When one of the researchers phoned one of the suppliers of a toxic skin whitening cream, the representative was infamously recorded as stating,  “What is wrong with a little mercury in the cream, as long as it can make ladies beautiful.”


The irony of this is the fact that mercury can accumulate in the skin, and eventually have a darkening effect if continuously applied over an extended period of time.


The second method of lightening skin is done by removing the top layer of skin, which is where most of the melanin is contained. So by removing this dead layer a person can make their complexion a little more fair. This is often done through the use of alpha-hydoxy acids, which are applied topically and used to scrub away the dead, melanin rich skin cells. Cryosurgery, which uses liquid nitrogen to destroy the top layer of skin and cause the skin to regenerate, is another method of melanin removal. Lasers can also be used.


白富美 White, Rich, and Beautiful

Living and traveling in China is to be brought face to face with the fact that skin tone is a major factor in determining beauty, class, and status. Though there are no hard coded rules here, social preferences err towards individuals with light skin, and the culture’s ingrained outlook that white = rich and dark = poor is continuously self-fulfilled.


It was reported in the NY Times that two thirds of men in Hong Kong prefer fairer skinned women, while half the women who participated in the survey stated that they want their men whiter.


Social ascension based on qualities of physical attractiveness is not something that is rare in any country in this world, and a culture’s “attractive” genes are ever being pooled upwards.


China is a country that is now obsessed with wealth, power, social ascension, opportunity, and beauty.
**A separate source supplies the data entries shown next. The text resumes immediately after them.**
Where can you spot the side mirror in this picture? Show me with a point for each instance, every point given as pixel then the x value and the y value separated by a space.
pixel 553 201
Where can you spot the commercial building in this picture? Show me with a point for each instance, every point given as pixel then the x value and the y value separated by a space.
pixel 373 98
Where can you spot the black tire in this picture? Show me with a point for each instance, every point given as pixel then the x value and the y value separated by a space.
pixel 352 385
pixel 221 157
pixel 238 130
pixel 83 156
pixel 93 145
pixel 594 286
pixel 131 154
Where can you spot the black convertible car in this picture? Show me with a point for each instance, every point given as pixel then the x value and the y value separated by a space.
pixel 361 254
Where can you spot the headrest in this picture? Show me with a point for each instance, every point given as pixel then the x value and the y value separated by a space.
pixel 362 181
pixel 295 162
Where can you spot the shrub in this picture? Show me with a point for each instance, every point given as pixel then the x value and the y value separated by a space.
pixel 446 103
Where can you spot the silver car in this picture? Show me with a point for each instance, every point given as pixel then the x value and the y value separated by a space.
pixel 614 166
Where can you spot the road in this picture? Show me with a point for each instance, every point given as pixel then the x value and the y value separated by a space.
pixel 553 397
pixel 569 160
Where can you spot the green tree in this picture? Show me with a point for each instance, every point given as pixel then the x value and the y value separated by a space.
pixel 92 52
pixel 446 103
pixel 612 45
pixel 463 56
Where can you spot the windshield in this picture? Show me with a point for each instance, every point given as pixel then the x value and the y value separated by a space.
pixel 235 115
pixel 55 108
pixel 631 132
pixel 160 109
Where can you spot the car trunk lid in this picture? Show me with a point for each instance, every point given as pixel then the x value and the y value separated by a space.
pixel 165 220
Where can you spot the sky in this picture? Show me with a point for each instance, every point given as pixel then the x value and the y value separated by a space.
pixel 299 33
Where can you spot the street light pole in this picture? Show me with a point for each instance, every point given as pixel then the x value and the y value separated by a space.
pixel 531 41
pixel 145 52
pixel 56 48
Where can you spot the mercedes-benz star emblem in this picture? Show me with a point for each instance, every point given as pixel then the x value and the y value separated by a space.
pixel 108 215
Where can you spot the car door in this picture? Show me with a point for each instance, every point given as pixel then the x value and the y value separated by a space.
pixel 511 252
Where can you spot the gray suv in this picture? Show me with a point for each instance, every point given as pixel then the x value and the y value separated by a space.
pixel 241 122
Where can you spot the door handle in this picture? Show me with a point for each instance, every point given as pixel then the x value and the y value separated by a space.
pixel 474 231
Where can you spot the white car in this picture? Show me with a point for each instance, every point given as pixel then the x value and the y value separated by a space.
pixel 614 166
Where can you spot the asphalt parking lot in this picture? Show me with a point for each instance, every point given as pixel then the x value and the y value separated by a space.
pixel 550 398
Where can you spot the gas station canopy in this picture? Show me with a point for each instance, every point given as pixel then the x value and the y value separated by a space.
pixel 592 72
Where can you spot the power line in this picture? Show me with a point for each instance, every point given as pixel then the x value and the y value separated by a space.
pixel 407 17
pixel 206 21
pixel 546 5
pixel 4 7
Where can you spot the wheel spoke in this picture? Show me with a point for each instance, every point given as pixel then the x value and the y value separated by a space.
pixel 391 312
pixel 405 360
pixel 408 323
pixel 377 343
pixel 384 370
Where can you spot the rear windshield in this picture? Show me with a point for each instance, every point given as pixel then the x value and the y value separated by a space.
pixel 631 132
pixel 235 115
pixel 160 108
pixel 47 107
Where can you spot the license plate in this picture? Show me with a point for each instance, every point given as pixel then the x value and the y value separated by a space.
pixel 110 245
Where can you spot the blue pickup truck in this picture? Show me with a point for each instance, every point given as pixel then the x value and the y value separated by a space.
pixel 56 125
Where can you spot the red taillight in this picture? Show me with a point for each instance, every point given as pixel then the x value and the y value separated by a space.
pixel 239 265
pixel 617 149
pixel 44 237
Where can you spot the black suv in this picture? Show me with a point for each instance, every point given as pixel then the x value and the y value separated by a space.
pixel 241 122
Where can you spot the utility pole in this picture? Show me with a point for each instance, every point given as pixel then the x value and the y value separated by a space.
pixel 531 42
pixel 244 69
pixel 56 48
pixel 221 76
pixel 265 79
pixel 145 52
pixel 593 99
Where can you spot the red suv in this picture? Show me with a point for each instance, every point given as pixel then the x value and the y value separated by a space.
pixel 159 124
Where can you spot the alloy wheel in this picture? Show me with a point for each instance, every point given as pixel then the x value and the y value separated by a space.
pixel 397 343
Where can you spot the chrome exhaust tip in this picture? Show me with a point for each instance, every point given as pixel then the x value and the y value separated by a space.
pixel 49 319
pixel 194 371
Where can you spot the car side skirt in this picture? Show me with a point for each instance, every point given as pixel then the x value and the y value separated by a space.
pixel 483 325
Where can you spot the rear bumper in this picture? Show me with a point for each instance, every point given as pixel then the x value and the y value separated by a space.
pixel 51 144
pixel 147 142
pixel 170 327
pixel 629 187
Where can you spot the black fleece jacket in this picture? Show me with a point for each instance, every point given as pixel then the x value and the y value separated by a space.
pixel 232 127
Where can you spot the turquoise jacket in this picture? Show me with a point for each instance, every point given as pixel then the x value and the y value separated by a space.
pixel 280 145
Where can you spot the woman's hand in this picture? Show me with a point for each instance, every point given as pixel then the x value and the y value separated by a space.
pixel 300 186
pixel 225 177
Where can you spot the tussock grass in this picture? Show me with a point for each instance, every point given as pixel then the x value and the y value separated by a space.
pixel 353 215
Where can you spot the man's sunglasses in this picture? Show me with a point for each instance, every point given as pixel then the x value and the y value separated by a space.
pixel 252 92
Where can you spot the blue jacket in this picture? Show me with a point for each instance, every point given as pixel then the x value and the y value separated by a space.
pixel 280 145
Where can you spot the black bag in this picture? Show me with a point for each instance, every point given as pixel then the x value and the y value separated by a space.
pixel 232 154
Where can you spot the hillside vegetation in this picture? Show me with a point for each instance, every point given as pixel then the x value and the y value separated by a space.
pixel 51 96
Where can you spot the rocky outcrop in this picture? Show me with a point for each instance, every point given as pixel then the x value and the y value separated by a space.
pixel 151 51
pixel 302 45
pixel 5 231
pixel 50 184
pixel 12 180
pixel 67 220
This entire packaged is often wrapped up in a single symbol:


White skin.


I bluntly questioned a young Chinese woman about her culture’s white skin obsession. “Why do you want white skin?” I asked her.


She deferred to the translating program on her mobile phone, and after punching a few buttons a satisfied look crept over her face. She handed the device to me, and on it was written:


“White skin removes all ugliness.” (一白遮百丑).